Clustering is an unsupervised learning task where the goal is to group similar data points together without predefined labels. Examples include:

  • Customer segmentation (grouping customers by behavior)
  • Document organization (grouping similar documents)
  • Anomaly detection (finding outliers)
  • Image segmentation (grouping pixels)

Types of Clustering

Partitioning Methods

Divide data into non-overlapping clusters. Example: K-Means, K-Medoids

Hierarchical Methods

Build a tree-like structure of clusters. Example: Agglomerative, BIRCH

Density-Based Methods

Find clusters as dense regions separated by sparse regions. Example: DBSCAN, OPTICS

Model-Based Methods

Assume data is generated from a mixture of distributions.

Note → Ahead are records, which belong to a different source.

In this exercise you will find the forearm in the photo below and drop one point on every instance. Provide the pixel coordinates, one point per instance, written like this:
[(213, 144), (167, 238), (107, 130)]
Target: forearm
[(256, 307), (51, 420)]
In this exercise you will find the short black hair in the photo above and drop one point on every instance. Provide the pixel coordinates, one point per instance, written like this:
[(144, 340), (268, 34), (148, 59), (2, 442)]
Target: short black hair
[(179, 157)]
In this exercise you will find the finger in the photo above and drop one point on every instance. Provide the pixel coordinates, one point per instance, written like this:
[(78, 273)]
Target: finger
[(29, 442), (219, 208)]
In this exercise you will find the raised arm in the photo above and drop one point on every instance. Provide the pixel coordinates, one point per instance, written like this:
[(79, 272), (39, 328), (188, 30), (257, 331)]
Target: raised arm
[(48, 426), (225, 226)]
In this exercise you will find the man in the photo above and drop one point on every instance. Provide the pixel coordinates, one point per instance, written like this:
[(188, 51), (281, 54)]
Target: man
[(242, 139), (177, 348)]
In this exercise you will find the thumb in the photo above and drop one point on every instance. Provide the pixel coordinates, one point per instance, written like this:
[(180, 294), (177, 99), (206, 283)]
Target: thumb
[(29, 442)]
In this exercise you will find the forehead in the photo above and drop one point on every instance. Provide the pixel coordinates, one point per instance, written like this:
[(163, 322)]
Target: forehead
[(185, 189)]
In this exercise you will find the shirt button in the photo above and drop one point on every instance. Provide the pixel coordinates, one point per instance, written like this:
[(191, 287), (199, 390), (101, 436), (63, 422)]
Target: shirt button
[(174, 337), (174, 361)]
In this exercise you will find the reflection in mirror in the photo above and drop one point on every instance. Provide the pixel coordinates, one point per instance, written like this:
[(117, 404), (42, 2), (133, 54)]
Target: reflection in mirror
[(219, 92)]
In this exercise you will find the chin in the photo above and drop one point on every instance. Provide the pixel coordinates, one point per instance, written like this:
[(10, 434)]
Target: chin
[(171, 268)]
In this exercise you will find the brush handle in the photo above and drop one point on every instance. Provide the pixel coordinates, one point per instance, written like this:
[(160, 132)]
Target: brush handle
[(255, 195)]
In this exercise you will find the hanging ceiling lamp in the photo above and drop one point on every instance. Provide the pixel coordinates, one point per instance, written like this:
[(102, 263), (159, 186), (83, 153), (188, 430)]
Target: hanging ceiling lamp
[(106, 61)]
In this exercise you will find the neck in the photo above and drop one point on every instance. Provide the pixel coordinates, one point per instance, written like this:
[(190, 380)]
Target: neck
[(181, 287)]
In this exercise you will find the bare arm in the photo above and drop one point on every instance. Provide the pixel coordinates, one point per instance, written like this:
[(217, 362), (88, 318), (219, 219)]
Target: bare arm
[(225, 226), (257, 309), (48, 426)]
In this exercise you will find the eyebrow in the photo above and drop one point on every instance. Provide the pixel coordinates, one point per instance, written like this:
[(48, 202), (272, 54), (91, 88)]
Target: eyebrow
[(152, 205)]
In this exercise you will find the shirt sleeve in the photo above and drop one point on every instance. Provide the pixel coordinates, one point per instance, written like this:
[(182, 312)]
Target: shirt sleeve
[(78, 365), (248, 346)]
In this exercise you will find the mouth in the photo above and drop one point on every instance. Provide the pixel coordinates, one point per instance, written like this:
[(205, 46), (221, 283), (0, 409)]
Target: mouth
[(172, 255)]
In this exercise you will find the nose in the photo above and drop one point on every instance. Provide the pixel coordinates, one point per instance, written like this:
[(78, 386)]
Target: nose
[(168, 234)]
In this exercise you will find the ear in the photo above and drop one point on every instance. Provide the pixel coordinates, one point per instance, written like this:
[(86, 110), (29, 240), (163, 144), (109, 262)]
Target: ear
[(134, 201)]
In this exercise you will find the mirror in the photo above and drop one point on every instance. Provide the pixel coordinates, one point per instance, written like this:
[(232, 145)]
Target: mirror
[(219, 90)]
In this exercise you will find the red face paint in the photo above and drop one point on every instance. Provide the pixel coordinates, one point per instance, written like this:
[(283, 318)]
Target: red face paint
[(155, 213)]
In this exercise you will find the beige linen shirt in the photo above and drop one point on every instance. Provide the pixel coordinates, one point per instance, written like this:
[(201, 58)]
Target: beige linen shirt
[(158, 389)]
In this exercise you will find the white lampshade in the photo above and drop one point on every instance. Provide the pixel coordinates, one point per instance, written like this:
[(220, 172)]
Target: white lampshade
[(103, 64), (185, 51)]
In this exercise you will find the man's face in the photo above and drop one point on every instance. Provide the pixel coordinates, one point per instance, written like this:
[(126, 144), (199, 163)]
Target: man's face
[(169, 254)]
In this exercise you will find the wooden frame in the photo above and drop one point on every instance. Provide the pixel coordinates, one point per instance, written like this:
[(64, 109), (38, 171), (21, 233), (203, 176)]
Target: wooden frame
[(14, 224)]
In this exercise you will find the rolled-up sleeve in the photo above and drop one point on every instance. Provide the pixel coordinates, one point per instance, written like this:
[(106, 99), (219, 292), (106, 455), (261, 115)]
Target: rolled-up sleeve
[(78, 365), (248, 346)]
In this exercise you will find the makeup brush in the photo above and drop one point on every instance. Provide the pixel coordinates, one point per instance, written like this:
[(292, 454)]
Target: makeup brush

Example: Gaussian Mixture Models


Quick Start

using AiDotNet;
using AiDotNet.Clustering;

// Prepare data - customer purchase patterns
var data = new double[][]
{
    new[] { 25.0, 45000.0 },  // Age, Annual spend
    new[] { 35.0, 67000.0 },
    new[] { 45.0, 89000.0 },
    new[] { 32.0, 52000.0 },
    new[] { 28.0, 43000.0 }
};

// Create K-Means clusterer
var kmeans = new KMeans<double>(new KMeansOptions<double>
{
    K = 3,
    MaxIterations = 100,
    Tolerance = 1e-4,
    InitMethod = KMeansInitMethod.KMeansPlusPlus
});

// Fit the model
kmeans.Fit(data);

// Get cluster assignments
var labels = kmeans.Labels;  // [0, 1, 2, 1, 0]

// Get cluster centers
var centers = kmeans.ClusterCenters;

// Predict cluster for new data
var newCustomer = new[] { 30.0, 55000.0 };
var cluster = kmeans.Predict(newCustomer);
Console.WriteLine($"Customer assigned to cluster: {cluster}");

Available Clustering Algorithms

Partitioning Methods

Algorithm Description Best For
KMeans Classic centroid-based clustering Spherical clusters, large datasets
KMedoids Uses actual data points as centers Robust to outliers
MiniBatchKMeans Scalable K-Means variant Very large datasets
FuzzyCMeans Soft clustering (membership degrees) Overlapping clusters

Density-Based Methods

Algorithm Description Best For
DBSCAN Density-based spatial clustering Arbitrary shapes, outlier detection
HDBSCAN Hierarchical DBSCAN Varying density clusters
OPTICS Ordering points for cluster structure Varying density, visualization
MeanShift Mode-seeking algorithm Unknown number of clusters

Hierarchical Methods

Algorithm Description Best For
AgglomerativeClustering Bottom-up hierarchical Dendrogram visualization
BIRCH Balanced iterative reducing Large datasets, streaming
BisectingKMeans Divisive hierarchical Large datasets

Model-Based

Algorithm Description Best For
GaussianMixture Probabilistic clustering Elliptical clusters, soft assignment

K-Means Clustering

The most popular clustering algorithm for its simplicity and speed.

Basic Usage

var kmeans = new KMeans<double>(new KMeansOptions<double>
{
    K = 3,
    InitMethod = KMeansInitMethod.KMeansPlusPlus,
    MaxIterations = 300,
    Tolerance = 1e-4,
    RandomState = 42  // For reproducibility
});

kmeans.Fit(data);

Initialization Methods

// K-Means++ (recommended)
InitMethod = KMeansInitMethod.KMeansPlusPlus

// Random initialization
InitMethod = KMeansInitMethod.Random

// Custom initial centroids
kmeans.Fit(data, initialCentroids: myCentroids);

Finding Optimal K

// Elbow method
var evaluator = new ClusteringEvaluator<double>();
var elbowResult = evaluator.ElbowMethod(data, kRange: Enumerable.Range(2, 10));
Console.WriteLine($"Optimal K: {elbowResult.OptimalK}");

// Silhouette analysis
var gapResult = evaluator.GapStatistic(data, kRange: Enumerable.Range(2, 10));
Console.WriteLine($"Optimal K (Gap): {gapResult.OptimalK}");

DBSCAN - Density-Based Clustering

Excellent for clusters of arbitrary shape and automatic outlier detection.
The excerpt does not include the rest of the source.